His young squad ran off a 20-0 run spanning halftime to lead 50-31, then watched Duke (25-5, 12-4) respond with a 16-0 burst and fight back within a point.

Mavunga came up big, scoring on a stickback after Duke got within 53-52 on Ka'lia Johnson's three-point play. She then kicked out to Gray for a 3-pointer then scored inside off a feed from DeShields that pushed the lead back to 60-52 with 2:02 left. Duke never got it back to a one-possession game.

''We never really got down on ourselves whenever they started making their run because we knew we can stick together and we can overcome this,'' Mavunga said.

Tricia Liston scored 19 points despite battling back problems for the Blue Devils, though only four of those came after halftime. Johnson and Elizabeth Williams each scored 12 points for injury-depleted Duke, which had lost top point guards Chelsea Gray and Alexis Jones to season-ending knee injuries since January.

''We have to have consistency of our effort, fight, rebounding,'' Duke coach Joanne P. McCallie said. ''There's some basics that have to happen. I think in that time that we were not as successful and they were, we weren't covering the basics. Stops, rebounds, fundamentals. Fundamentals are very important in March, for every team.''

The Tar Heels won the first meeting on Feb. 10, with DeShields scoring 30 in UNC's first win in Duke's famously hostile Cameron Indoor Stadium since 2008.
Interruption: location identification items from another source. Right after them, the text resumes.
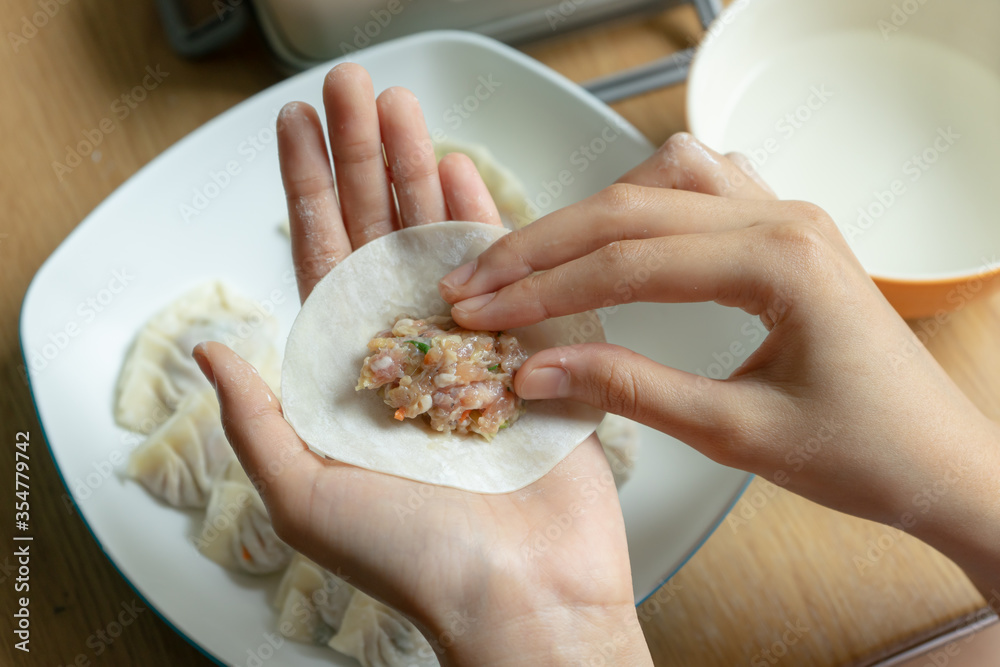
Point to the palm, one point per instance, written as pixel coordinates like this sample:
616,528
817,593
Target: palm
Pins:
415,546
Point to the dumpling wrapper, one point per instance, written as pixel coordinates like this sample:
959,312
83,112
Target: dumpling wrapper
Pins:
394,275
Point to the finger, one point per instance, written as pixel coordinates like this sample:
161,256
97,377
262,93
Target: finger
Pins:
319,239
356,143
684,163
620,212
615,379
273,456
410,154
724,267
746,165
465,194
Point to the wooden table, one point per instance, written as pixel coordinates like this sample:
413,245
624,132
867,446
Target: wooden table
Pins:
784,561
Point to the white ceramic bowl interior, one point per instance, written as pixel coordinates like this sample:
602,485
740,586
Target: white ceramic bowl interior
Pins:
884,112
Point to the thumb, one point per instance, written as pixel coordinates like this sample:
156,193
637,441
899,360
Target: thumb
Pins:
278,463
689,407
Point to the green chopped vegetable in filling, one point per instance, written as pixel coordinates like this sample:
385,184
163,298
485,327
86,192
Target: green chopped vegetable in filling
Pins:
423,347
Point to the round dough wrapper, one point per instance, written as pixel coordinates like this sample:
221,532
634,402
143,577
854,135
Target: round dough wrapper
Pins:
394,275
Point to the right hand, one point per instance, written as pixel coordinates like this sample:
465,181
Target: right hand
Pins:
841,403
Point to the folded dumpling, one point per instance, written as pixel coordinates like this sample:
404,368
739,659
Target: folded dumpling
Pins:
505,187
237,531
620,439
379,636
311,602
159,371
181,459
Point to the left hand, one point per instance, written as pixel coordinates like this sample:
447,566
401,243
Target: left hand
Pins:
436,554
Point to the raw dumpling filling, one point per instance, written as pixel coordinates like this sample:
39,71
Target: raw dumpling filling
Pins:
461,380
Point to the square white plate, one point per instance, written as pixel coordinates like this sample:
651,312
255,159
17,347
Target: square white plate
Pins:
183,219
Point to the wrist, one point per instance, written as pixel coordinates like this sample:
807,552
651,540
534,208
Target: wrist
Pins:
557,634
955,507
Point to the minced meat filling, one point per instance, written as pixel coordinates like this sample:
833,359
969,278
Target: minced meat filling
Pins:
462,380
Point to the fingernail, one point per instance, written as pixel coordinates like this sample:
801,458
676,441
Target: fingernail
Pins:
548,382
201,359
474,304
459,276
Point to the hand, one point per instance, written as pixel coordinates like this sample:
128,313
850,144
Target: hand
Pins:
841,403
487,571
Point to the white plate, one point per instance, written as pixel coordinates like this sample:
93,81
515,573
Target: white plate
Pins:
534,120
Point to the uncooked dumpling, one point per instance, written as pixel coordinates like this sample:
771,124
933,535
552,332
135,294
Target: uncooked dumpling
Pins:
505,187
237,532
393,275
159,370
620,439
379,636
181,459
311,602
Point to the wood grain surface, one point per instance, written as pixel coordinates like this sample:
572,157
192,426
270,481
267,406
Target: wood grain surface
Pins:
779,565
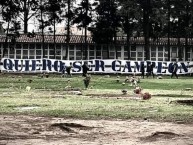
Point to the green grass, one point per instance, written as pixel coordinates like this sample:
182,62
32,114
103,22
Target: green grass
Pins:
49,96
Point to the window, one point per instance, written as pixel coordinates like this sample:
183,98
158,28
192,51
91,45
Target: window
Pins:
118,51
104,52
126,52
98,52
112,52
78,52
133,52
153,53
91,52
139,53
71,52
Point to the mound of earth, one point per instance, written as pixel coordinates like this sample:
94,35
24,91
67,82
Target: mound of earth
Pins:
33,130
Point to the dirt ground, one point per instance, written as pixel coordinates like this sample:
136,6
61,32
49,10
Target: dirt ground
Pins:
30,130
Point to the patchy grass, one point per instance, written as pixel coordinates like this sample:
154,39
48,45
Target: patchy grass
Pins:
49,95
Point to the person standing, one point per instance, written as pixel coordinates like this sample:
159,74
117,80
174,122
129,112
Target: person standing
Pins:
68,69
85,68
148,70
142,70
174,70
63,70
151,69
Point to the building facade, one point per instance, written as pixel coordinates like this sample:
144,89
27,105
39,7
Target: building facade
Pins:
26,47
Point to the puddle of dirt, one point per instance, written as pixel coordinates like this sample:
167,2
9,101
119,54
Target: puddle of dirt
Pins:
27,108
33,130
183,102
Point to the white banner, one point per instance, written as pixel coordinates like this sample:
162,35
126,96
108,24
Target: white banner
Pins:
95,65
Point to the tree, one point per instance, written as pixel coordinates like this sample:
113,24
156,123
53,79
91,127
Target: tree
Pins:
106,24
83,17
43,22
130,14
10,12
54,16
69,16
146,6
28,9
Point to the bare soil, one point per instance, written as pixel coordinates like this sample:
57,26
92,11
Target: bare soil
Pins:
31,130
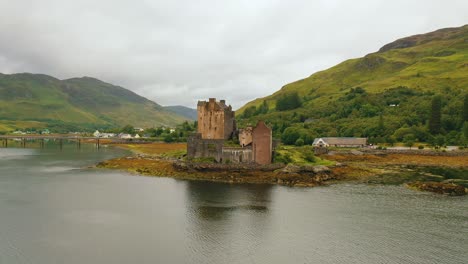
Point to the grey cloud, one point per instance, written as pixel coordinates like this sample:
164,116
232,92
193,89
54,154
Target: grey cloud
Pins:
176,52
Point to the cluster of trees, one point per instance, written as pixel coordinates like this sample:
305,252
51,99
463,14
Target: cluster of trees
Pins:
400,114
288,102
166,134
253,110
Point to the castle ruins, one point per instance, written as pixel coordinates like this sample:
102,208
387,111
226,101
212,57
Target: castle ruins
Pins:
217,125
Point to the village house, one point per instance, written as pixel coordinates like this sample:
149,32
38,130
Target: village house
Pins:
216,125
345,142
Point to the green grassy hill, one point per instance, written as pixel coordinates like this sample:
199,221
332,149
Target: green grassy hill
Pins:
184,111
384,94
36,100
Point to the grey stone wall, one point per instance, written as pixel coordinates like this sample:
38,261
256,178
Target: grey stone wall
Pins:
237,155
204,148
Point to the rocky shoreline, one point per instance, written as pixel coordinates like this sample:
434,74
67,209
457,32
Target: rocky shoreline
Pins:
299,176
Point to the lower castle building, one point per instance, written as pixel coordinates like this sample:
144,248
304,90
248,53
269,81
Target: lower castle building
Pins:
255,142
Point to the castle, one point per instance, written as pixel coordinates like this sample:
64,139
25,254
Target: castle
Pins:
217,125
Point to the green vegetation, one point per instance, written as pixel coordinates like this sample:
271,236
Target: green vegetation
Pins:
396,93
436,115
303,155
74,105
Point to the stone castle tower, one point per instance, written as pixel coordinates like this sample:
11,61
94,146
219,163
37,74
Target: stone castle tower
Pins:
215,119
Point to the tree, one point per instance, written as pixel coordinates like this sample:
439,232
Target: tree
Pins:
465,109
290,135
250,111
288,102
465,130
128,129
409,140
263,108
435,118
299,142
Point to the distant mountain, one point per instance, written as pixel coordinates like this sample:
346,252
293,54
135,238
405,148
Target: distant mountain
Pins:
184,111
383,94
37,100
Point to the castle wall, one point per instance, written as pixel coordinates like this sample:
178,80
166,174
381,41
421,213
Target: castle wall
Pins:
237,155
245,136
204,148
215,119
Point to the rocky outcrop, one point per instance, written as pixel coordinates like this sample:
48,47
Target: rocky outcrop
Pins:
438,187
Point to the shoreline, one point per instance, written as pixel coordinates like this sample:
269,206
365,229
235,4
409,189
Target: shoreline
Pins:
374,167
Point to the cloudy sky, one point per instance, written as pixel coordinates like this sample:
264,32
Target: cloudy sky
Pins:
176,52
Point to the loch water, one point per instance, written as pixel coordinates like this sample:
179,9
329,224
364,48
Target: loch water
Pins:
54,208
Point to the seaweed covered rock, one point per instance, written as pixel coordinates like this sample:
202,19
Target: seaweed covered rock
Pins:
438,187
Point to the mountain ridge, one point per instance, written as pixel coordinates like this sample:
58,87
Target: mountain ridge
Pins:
348,98
83,102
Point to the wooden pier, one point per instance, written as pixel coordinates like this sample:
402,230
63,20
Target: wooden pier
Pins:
24,139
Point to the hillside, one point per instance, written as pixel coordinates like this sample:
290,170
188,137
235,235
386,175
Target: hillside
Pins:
184,111
36,100
385,94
But the Tar Heels had lost two straight games coming into this one, losing at home on a cold-shooting day to a Virginia Tech team with two league wins followed by Thursday's 25-point loss at No. 2 Notre Dame.

DeShields didn't shoot particularly well, going just 7 for 22 from the field this time around. But she hit a couple of big shots, including a tough jumper from the right wing to beat the shot clock with 1:09 left followed by a driving basket 27 seconds later that kept the Blue Devils at arm's distance.

She set the program's single-season freshman scoring record in the first half.

Duke got off to a fast start for a 13-3 lead, but bumbled away two straight turnovers that led to transition layups right before halftime to give UNC a 36-31 lead at the break.

Allisha Gray, who was limited to eight first-half minutes when she picked up two fouls, hit two of her four second-half 3-pointers to spark UNC's 14-0 run out of halftime. By the time DeShields hit a stepback jumper over Oderah Chidom and later a free throw, the Tar Heels led 50-31 with 16:11 left.

Yet the Blue Devils, who had been scoreless for 7 1/2 minutes during UNC's run, answered with an equally impressive burst. That 16-0 spurt against the suddenly turnover-prone Tar Heels - who at one point had turnovers on four straight possessions and went scoreless for 10 minutes - helped them regroup to make a game of it.

The Blue Devils own the No. 2 seed in the 15-team ACC tournament and play in Friday's quarterfinals. The Tar Heels are the No. 6 seed and will play in Thursday's second round.